The thought of eating anything in this office turned her stomach. She declined his offer and searched the next drawer for the appointment book. Maybe Dr. B took it to his office last night.
She took a deep breath and pushed out of her chair. It felt as if her ankles had chains attached to them as she dragged her feet to Dr. B’s office.
The red stain on the carpet in front of his desk still looked damp. She edged around the other side, nudging his chair out of the way with her knee. The filing cabinet next to his desk, the one he kept locked, had been pried open. It contained the blue file folders for the doctor’s special patients, the ones who didn’t want to be identified. She ran her fingers along the tabs, but couldn’t tell if the intruder took anything from the cabinet.
She turned toward his desk and opened each drawer, searching through the contents. Dr. B kept a messy desk, but the disorder in the drawers topped anything she’d seen before.
The killer had searched the filing cabinet and the desk. If he wanted drugs, why look here? Maybe he wanted money or a prescription pad, too.
“Looking for something?”
She jumped, jerking the drawer out, its contents spilling on the floor. Nick’s large frame filled the doorway as he propped a shoulder against the doorjamb. His white coat billowed open to reveal another expensive shirt and silk tie. The man could grace the cover of GQ.
“You scared me.” She crouched to gather the junk from the drawer off the floor. “How’d you get in here?”
“The officer in the hallway let me in. Seems he and my nurse, Petra, have formed a close bond.”
She thumbed through the papers and notebooks before dropping them back in the drawer and picking up another stack. No appointment book.
“Petra works fast.”
“So do you.”
She sliced her finger on a paper edge. “What?”
“You’re back in here so soon after the murder to take care of everything. Where are Dr. Buonfoglio’s surgical nurses?”
“They were with him a long time.” She shoved the drawer back into the desk and stood up, sucking on her finger. “I spoke with them last night, and they’re shocked. They need a few days to recover before coming in here.” Especially Jill.
“Did you hurt your finger?” He stepped forward and held out his hand.
“It’s just a paper cut, Doc.”
“Let me see it, anyway.” He cupped his outstretched hand and gestured her forward.
Might as well humor the guy.
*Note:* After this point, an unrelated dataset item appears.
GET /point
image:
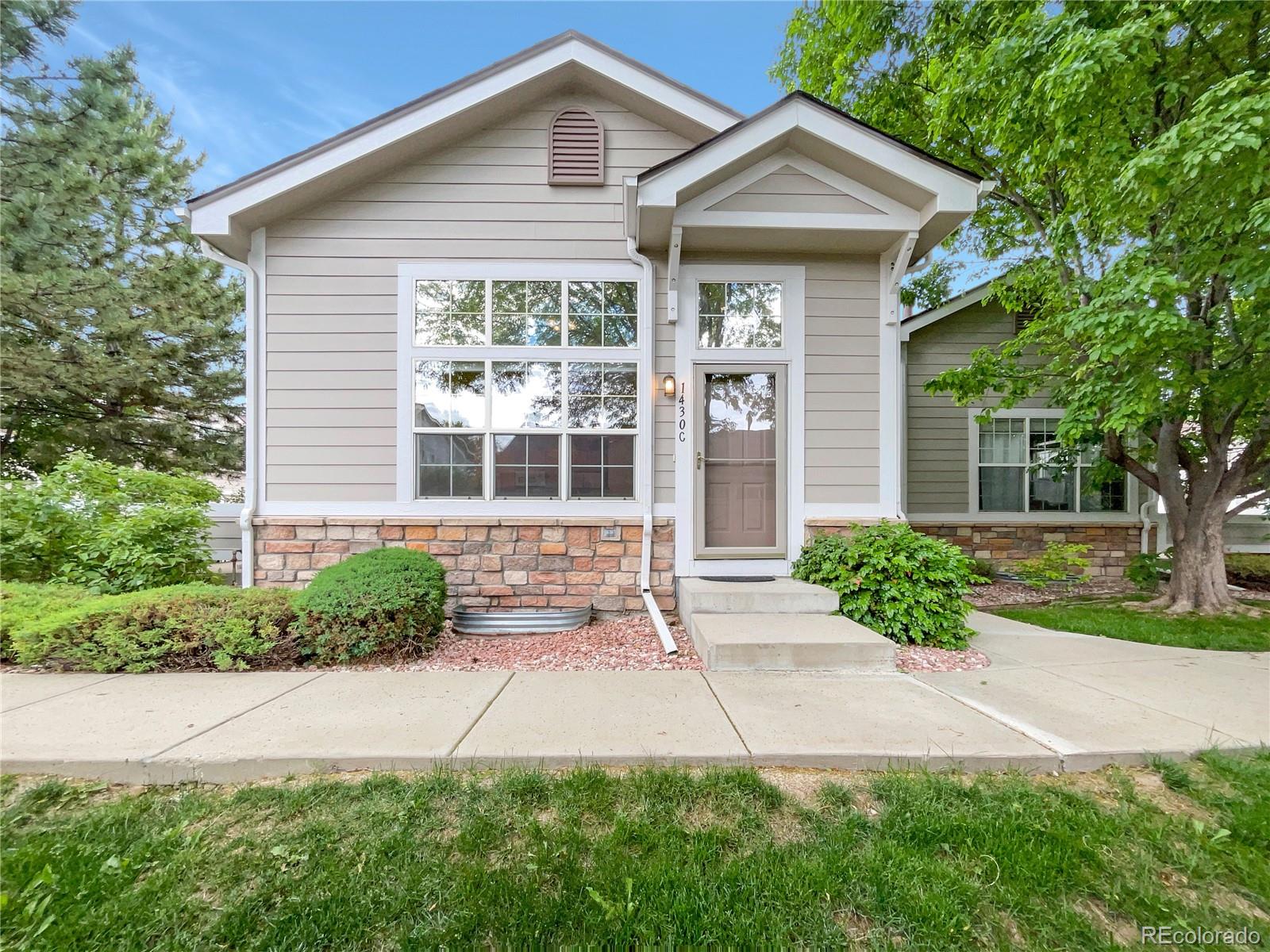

He obviously had no problem taking charge of a situation, and recalling the way he flew through the door of the office last night to attack the intruder, she didn’t have a problem with it, either.
She held out her hand, and he wrapped his long fingers around her wrist and peered at the slice on her finger that sported a tiny drop of blood. He had beautiful hands—surgeon’s hands—strong, capable, deft. She stopped. The surgeon’s hands last night delivered punishing blows, showing strength of another kind…brute strength.
“Dab some antiseptic on this and get a Band-Aid. The man last night didn’t steal all your Band-Aids, did he?”
She snatched her hand back. “I’m sure we have some in the examination room.”